Energy companies, especially those still relying on coal-fired generation assets, found themselves at the center of this shift. The expectation wasn’t merely that they acknowledge human rights as a general concern, or that they gesture vaguely toward responsible sourcing. Instead, regulators and stakeholders began pressing for concrete, traceable supply-chain risk disclosures. For coal-fired generation, this meant mapping human-rights risks not only at the mine-mouth level, but across intermediary logistics chains, trading hubs, and even financing arrangements that might link back to problematic jurisdictions or labor practices.
One of the challenges here—if challenge is the right word—is that energy firms had to wrestle with data sources that were often fragmented or inconsistent. Few, if any, global coal traders publish detailed human-rights audits voluntarily. Data on forced or child labor in mining regions exists, but often in the form of NGO reports or academic studies that vary in methodology and coverage. This left firms piecing together multiple strands of information, overlaying them with their own procurement records and attempting to create a picture that was coherent enough to satisfy regulators, but also honest about the limits of what could be known.
For many compliance teams, this process revealed uncomfortable gaps. A company might be able to certify that its direct coal suppliers were audited for labor standards, but find that transshipment hubs or intermediary traders offered little transparency. Others discovered that while mines in certain countries had passed local inspections, they were still linked indirectly to networks flagged for rights abuses through their labor recruitment chains. And here is where the 2022 compliance round stood apart: it wasn’t sufficient anymore to stop at a surface-level due diligence. The expectation was, and remains, that firms demonstrate both a process and a willingness to probe further down the chain—even if the answers were, at times, incomplete.

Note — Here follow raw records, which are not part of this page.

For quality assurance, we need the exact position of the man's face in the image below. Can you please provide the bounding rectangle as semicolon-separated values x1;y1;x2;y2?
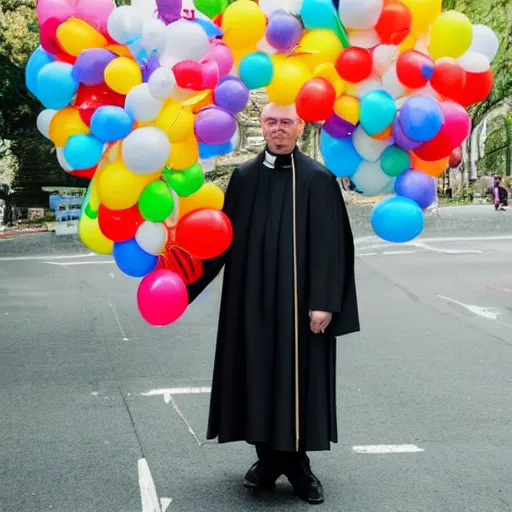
261;104;305;155
495;177;501;186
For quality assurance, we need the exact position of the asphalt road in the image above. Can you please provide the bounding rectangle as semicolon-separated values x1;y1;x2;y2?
1;204;511;512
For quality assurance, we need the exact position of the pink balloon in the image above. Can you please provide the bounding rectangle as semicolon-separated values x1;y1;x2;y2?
36;0;74;26
205;41;234;78
75;0;115;33
137;269;189;326
441;100;471;149
198;58;220;90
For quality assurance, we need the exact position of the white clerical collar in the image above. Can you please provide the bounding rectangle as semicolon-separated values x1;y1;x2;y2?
263;148;294;169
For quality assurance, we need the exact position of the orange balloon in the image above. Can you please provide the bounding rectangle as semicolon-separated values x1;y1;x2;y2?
372;125;393;141
409;153;448;177
178;183;224;219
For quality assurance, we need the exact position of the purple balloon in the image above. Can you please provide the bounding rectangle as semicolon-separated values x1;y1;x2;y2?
142;53;160;83
392;117;423;151
323;114;355;139
214;79;249;113
265;10;303;51
195;107;236;145
395;169;437;210
72;49;116;86
399;95;444;142
156;0;182;24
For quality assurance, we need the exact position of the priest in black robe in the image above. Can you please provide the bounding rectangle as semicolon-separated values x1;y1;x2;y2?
186;103;360;505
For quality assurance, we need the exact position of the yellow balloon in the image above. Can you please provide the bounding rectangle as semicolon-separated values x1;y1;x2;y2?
79;214;113;255
178;183;224;218
96;160;161;210
231;44;258;63
154;101;195;142
296;30;343;71
266;56;312;105
104;57;142;95
49;107;90;147
313;63;346;97
401;0;442;36
334;95;360;125
222;0;266;49
89;175;100;212
428;11;473;60
56;18;108;57
167;133;199;170
398;33;417;52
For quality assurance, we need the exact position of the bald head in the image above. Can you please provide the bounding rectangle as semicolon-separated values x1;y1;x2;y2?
260;103;305;155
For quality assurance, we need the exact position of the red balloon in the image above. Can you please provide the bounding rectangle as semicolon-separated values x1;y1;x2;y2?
176;209;233;260
172;60;204;90
450;69;494;107
98;204;144;242
449;147;462;168
40;17;77;63
69;166;97;180
296;78;336;122
75;83;126;126
375;0;412;45
157;244;204;285
430;58;466;99
335;47;373;83
396;50;434;88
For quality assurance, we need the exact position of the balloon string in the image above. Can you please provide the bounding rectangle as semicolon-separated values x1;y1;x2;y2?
292;153;300;453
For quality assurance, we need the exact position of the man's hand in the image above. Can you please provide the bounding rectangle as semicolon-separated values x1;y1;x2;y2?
309;311;332;334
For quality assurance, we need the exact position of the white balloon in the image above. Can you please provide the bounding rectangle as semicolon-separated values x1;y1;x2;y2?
56;147;73;172
351;160;393;197
257;36;279;56
469;24;500;63
141;18;167;55
457;51;491;73
131;0;158;19
338;0;383;30
373;44;398;77
354;76;382;98
148;67;177;101
259;0;303;15
199;158;216;174
136;221;167;256
163;20;209;63
348;29;380;49
125;83;163;122
122;127;171;175
107;6;143;45
37;109;57;139
414;35;429;54
352;125;389;162
410;83;442;101
381;62;407;99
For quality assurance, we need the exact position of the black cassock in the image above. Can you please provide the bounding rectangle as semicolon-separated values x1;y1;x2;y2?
186;147;360;452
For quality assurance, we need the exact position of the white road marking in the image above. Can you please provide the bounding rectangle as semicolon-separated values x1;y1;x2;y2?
141;387;212;397
382;250;417;256
408;242;482;255
437;295;501;320
352;444;424;454
42;260;114;266
0;252;96;262
108;294;130;341
138;458;172;512
357;252;378;257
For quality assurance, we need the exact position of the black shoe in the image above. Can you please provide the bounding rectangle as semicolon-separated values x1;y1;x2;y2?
284;457;324;505
243;461;279;493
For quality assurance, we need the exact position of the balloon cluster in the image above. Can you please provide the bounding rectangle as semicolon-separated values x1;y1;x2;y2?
26;0;496;325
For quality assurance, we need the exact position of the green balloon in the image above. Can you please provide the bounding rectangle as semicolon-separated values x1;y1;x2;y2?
84;203;98;220
380;146;411;177
193;0;228;18
165;163;205;197
139;181;174;222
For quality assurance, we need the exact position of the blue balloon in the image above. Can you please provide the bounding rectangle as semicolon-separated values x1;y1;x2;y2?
371;195;424;243
64;134;104;170
301;0;339;32
91;106;134;142
319;129;362;178
360;90;397;136
25;46;55;97
194;18;223;38
395;169;437;209
113;239;158;278
239;52;273;90
199;141;233;159
399;96;443;142
36;62;78;109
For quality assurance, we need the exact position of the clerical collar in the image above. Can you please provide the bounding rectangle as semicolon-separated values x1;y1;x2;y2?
263;146;296;169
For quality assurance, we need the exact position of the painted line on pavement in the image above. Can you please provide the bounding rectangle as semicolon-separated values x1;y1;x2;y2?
0;252;96;262
108;294;129;341
141;387;212;397
42;260;114;266
138;458;172;512
437;295;501;320
352;444;424;454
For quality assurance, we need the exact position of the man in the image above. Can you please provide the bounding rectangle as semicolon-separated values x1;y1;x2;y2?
186;103;359;505
492;176;508;211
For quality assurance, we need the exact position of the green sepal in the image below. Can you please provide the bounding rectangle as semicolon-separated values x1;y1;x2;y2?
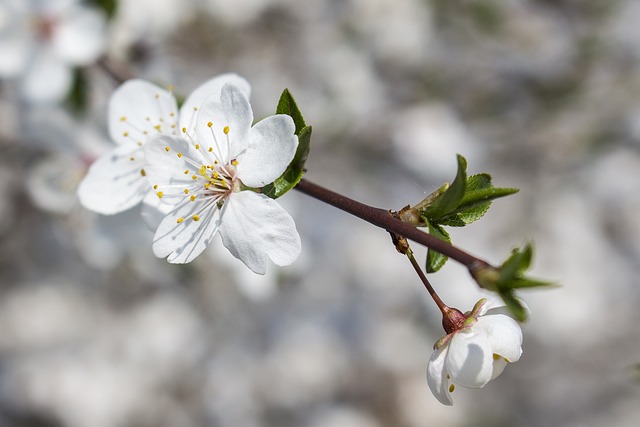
426;222;451;273
262;89;312;199
423;154;467;220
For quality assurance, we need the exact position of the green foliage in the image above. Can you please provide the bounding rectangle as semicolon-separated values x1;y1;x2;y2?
414;154;518;272
65;68;89;114
262;89;312;199
473;242;557;321
90;0;118;19
426;223;451;273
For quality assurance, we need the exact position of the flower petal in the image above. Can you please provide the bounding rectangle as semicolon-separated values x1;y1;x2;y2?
179;74;251;135
152;198;221;263
78;143;148;214
236;114;298;188
218;191;301;275
108;80;178;146
141;190;172;231
21;49;72;103
426;344;454;406
475;315;523;363
490;355;508;381
195;83;253;162
143;134;203;201
446;329;493;388
51;4;106;65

There’s a practical side to this that’s easy to overlook. Preparing non-financial statements in line with these heightened expectations has, for many firms, required a real shift in internal systems. For EU energy companies grappling with these demands, one of the more immediate steps has been to align their reporting frameworks with the ESRS 2 draft. While still in draft form, ESRS 2 provides a structure that can help firms think through the materiality of various risks, the boundaries of reporting entities, and the metrics that might plausibly be applied.
It’s worth pausing on what this alignment actually looks like in practice. First, companies have had to review their existing data collection processes to ensure that supply-chain risks, particularly in relation to human rights, are flagged early and systematically. This might sound obvious, but in reality, supply chain management and ESG reporting have not always been tightly coupled functions within firms. Bridging that gap often means establishing new channels of communication between procurement, compliance, and sustainability teams—no small cultural shift for organisations accustomed to operating in silos.

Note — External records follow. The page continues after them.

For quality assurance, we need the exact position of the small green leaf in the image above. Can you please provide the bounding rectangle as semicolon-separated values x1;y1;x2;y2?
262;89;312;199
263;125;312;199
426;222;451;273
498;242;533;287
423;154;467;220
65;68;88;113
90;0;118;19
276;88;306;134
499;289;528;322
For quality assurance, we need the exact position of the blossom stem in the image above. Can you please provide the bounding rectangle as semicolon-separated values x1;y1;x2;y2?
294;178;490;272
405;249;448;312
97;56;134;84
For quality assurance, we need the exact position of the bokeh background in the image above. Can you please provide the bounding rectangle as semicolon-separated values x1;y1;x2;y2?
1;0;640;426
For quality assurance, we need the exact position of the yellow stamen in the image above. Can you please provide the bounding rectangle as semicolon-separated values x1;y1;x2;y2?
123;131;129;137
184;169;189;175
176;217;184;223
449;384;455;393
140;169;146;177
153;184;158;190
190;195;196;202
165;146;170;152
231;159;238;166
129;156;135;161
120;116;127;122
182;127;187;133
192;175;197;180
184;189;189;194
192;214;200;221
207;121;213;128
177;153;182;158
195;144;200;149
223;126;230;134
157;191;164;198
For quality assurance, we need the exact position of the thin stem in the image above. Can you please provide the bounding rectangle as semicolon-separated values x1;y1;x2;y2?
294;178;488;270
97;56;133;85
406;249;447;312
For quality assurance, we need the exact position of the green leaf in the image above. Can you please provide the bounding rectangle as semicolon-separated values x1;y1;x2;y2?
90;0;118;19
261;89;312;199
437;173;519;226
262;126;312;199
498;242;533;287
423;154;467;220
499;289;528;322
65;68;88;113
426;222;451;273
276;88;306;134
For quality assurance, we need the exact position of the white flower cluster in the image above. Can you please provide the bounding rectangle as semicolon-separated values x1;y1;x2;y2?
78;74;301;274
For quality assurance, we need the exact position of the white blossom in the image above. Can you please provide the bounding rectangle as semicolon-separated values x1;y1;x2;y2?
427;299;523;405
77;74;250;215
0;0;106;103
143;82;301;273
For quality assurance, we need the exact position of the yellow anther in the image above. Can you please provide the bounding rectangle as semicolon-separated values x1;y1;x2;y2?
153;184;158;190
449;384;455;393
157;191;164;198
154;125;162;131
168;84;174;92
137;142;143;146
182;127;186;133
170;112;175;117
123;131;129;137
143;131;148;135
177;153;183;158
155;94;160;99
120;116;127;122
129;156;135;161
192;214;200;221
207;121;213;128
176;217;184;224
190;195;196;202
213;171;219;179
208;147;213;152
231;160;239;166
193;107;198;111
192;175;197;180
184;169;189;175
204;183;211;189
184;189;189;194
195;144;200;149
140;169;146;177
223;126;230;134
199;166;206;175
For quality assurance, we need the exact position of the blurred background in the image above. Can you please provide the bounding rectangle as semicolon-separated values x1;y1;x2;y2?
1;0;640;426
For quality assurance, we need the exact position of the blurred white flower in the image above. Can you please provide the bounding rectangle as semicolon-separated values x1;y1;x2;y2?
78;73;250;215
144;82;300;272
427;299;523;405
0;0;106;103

Second, and perhaps more tactically, firms have been working through checklists or frameworks that help translate the broad principles of the NFRD and ESRS drafts into operational terms. A typical checklist for energy firms reporting on coal-fired supply chains in this context might include steps such as: mapping all Tier 1 and key Tier 2 suppliers of coal and related services; conducting risk screenings using open-source data or NGO reports on mining regions; documenting and disclosing any mitigation actions taken where risks are identified; and providing narrative context on the challenges and limitations of such disclosures.

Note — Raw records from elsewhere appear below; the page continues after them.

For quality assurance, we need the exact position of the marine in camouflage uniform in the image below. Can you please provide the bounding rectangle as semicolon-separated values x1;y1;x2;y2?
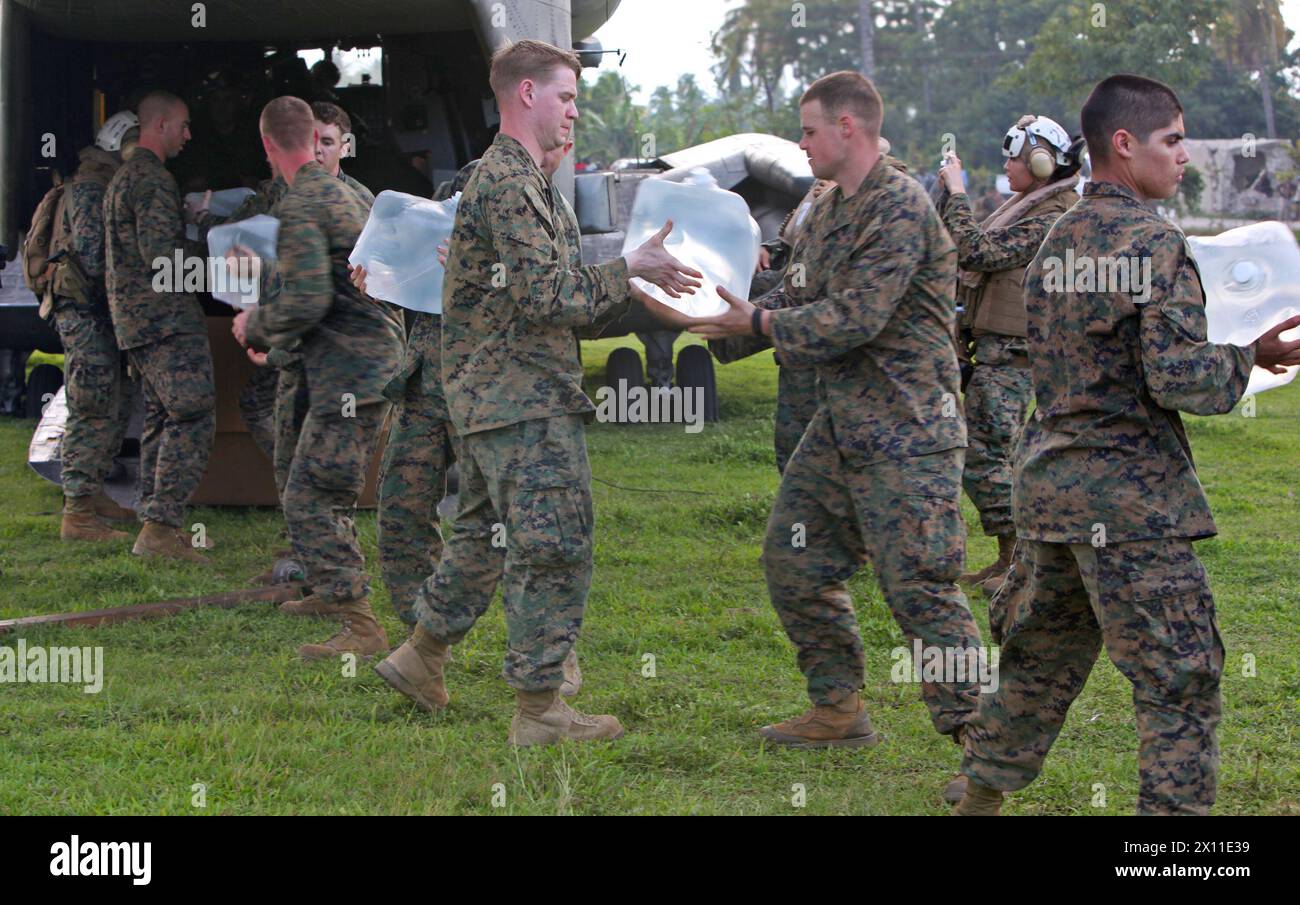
203;170;367;470
104;145;216;554
375;162;475;627
265;169;374;500
51;145;137;538
959;180;1256;815
710;159;907;472
376;130;642;739
243;160;403;656
940;180;1078;592
750;154;983;745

Some firms have gone a step further, integrating third-party audit data where available, or engaging specialist consultants to conduct bespoke risk assessments on particular supply routes. But there’s an understandable tension here: the more detail firms provide, the more questions they may raise about gaps or weak spots. And yet, the current regulatory mood seems to favour transparency about imperfection over the appearance of a flawless, but shallow, compliance story.
What’s also becoming clear is that the iterative nature of these reporting rounds is, in itself, a driver of deeper change. Companies that might have approached NFRD compliance as a box-ticking exercise a few years ago are now seeing that the demands will only increase—particularly as the CSRD and ESRS frameworks move from draft to formal adoption. There’s a sense, perhaps still nascent but growing, that supply-chain transparency isn’t simply a regulatory burden but a competitive necessity in a world where stakeholders—from investors to consumers—are becoming more attuned to the realities behind corporate ESG claims.